SUSE Container Update Advisory: 
-----------------------------------------------------------------
Container Advisory ID : SUSE-CU-2024:1390-1
Container Tags        : suse/sle-micro-rancher/5.2:latest
Container Release     : 7.5.320
Severity              : important
Type                  : security
References            : 1194038 1207987 1217301 1217302 1219901 1221831 CVE-2022-48624
                        CVE-2024-28085 
-----------------------------------------------------------------

The container  was updated. The following patches have been included in this update:

-----------------------------------------------------------------
Advisory ID: SUSE-SU-2024:1170-1
Released:    Tue Apr  9 09:51:25 2024
Summary:     Security update for util-linux
Type:        security
Severity:    important
References:  1194038,1207987,1221831,CVE-2024-28085
This update for util-linux fixes the following issues:

- CVE-2024-28085: Properly neutralize escape sequences in wall. (bsc#1221831)

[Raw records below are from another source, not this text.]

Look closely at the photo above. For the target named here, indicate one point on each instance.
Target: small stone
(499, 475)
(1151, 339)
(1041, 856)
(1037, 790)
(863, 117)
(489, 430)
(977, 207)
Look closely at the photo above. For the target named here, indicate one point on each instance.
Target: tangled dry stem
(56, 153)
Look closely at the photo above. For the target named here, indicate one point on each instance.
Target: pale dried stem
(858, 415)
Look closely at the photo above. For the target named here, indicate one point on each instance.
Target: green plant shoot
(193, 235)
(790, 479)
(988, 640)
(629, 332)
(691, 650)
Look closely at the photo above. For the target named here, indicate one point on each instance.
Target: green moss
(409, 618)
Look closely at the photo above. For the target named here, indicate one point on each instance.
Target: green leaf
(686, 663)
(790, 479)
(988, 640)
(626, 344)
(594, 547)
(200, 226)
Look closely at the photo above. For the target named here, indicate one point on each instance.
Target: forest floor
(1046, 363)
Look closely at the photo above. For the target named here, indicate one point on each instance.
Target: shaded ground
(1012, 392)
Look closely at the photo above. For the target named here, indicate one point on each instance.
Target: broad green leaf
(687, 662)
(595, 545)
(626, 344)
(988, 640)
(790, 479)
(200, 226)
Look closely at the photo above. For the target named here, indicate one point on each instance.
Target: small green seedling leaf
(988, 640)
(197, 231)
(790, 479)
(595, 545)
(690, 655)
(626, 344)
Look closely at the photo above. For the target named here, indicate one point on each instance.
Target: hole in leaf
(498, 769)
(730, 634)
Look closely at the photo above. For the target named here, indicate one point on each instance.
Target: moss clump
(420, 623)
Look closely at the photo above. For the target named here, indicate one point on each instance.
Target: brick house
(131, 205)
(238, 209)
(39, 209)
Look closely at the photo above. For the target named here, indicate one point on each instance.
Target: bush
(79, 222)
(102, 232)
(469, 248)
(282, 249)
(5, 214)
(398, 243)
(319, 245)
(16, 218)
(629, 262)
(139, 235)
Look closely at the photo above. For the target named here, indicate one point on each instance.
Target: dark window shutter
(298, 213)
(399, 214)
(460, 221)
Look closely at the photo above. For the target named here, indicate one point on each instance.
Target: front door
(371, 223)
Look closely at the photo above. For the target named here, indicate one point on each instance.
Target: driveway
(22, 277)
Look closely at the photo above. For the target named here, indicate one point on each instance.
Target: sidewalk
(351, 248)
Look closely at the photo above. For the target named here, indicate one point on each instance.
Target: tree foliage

-----------------------------------------------------------------
Advisory ID: SUSE-RU-2024:1180-1
Released:    Tue Apr  9 21:13:49 2024
Summary:     Recommended update for python-azure-agent
Type:        recommended
Severity:    important
References:  1217301,1217302
This update for python-azure-agent contains the following fixes:

- Recognise SLE-Micro as a SLE based distro.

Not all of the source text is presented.